How are we doing on our plan to use up older items in our pantry? My biggest
concern was canned goods…especially those we buy. By yesterday we had used 82 jars or cans from
our pantry…in a little over 10 weeks since the first of the year. I count jars of jam, jelly, honey, syrup,
meat, soup, pickles and relishes, beans, fruit and vegetables, whether home
canned or purchased. Those jars and cans
are generally sized for two people. I let my spreadsheet that I use for inventory to keep track of the jars on hand and what was used.
A nice little booklet available online
is Ball Brothers
“How to Use the Foods You Can”,
available to view and download
HERE. From 1924,
doesn’t have canning recipes, it has lots recipes and menu ideas to use your canned
food.
I like the idea that they encourage canning all year round to keep your jars full all the time. I can meats and soups in the winter after we have emptied fruit and vegetable jars canned in summer.
“What a
treasure a cupboard would be with a thousand Ball Jars of canned foods upon its
shelves. Learn to can the season through, while cooking. A jar of pineapple, some uncooked canned
strawberries,—cold-water processed rhubarb,—asparagus—tender carrots,—refreshing
fruit juices—the seasons through. But would that make a thousand jars,—and how
would they be stored? What of the Fall, Winter and Spring months—of the empty
jars that stand idle—the Fall and Winter foods that may be used to fill those
jars? Apples, citron, cranberries, the last green peppers, cabbages, green
tomatoes; fill the jars emptied in October; in November , fill as fast as they
accumulate with mincemeat, pumpkin and squash pie filling; in December, orange
marmalade, chutney and apple cranberry jelly or cranberry conserve can be made
for Christmas presents.” Ida
Bailey Allen, Ball Brothers Book “How To Use The Food You Can.” 1924
So we
traveled to our nearest Aldi to pick up some cases of canned items and produce. I recently canned chicken thighs and sale
hamburger into hamburger mix in March to help clean out our freezer so I can
defrost it soon, and I canned more bean soup and split pea soup this week, using
frozen sale priced ham shanks, to replace what we have used and to get more meat out of the
freezer.
I spent $54 dollars at Aldi…I
hadn’t been there since Thanksgiving.
Everything was at least 10% to 20% higher in price. I purchased 2 cases of mandarin oranges for $27.80 ($1.14 each), a case of chili beans for $6.60 (55¢ each), a case of peach slices for $11.78 (98¢ each) and a dozen 8 ounce tomato sauce cans for $3.72 (31¢ each) plus some celery and onions for my hamburger mix canning project.

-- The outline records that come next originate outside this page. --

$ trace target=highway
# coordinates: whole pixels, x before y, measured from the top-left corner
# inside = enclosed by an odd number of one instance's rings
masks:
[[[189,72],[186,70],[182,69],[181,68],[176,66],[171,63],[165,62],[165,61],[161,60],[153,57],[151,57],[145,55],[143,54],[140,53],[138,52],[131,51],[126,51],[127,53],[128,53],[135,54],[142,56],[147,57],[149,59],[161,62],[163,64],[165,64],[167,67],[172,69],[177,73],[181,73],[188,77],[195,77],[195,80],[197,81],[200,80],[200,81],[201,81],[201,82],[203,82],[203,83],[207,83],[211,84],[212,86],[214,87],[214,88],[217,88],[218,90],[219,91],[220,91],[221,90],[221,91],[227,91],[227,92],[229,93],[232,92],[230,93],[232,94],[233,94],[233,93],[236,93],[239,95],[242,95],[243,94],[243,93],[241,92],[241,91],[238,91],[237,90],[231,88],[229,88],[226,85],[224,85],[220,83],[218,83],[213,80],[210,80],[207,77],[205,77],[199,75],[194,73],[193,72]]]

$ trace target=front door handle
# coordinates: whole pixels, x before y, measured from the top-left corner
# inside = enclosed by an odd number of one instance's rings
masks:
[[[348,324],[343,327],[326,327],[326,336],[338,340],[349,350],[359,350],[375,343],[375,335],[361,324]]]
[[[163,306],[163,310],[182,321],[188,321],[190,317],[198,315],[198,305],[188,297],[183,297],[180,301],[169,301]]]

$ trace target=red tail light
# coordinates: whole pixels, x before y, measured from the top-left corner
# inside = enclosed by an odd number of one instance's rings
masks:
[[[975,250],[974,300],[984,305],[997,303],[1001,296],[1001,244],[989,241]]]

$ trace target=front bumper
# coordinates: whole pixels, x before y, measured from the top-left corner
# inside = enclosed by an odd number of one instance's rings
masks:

Gas prices went up another 11¢ a gallon the next day.
We have used
all our canned goods that predates use-by last year, so we’re in good shape. Our pantry is mostly basic groceries we
use all the time: rice and barley, oatmeal and grits, pasta, dried peas, lentils and beans, flours, sugar, honey, seasonings and condiments in smaller amounts, and other baking
supplies and home canned and purchased canned goods. Most of the non-canned foods are bulk purchases. We have a freezer in our heated, attached garage.
We find canned goods are useful when we don’t
have power to cook as they can be eaten from the jar if necessary, and they
include liquid if you don’t have a water supply either in an emergency. And of course, they are shelf-stable, no refrigeration needed. It's great not to have to thaw anything before use, making last minute menu changes easy. The other plus is we rotate them into our
daily meals regularly. My mother and mother-in-law both canned and stocked a "fruit-room or root cellar" and we learned to help preserve and eat what our families grew.
Right now,
it appears that investing in a pantry has saved us money as we are eating at last year's prices, a better return than a bank account. I am replenishing the pantry at sale prices
whenever possible. I shop for the pantry
and freezer inventory and plan our meals from that instead of impulse buying at
the last minute. I have increased our level of supplies this time because of rising prices and uncertainty about what's ahead.
I have a homemade cookbook binder of recipes we like that use our canned and pantry foods, and some of those are "20 minute meals" so we aren't tempted to buy fast food. My husband helps by making coffee, setting the table, getting our dessert and salad on the table and cooking breakfast on the weekends, for example. Kids are good helpers with chores like this too.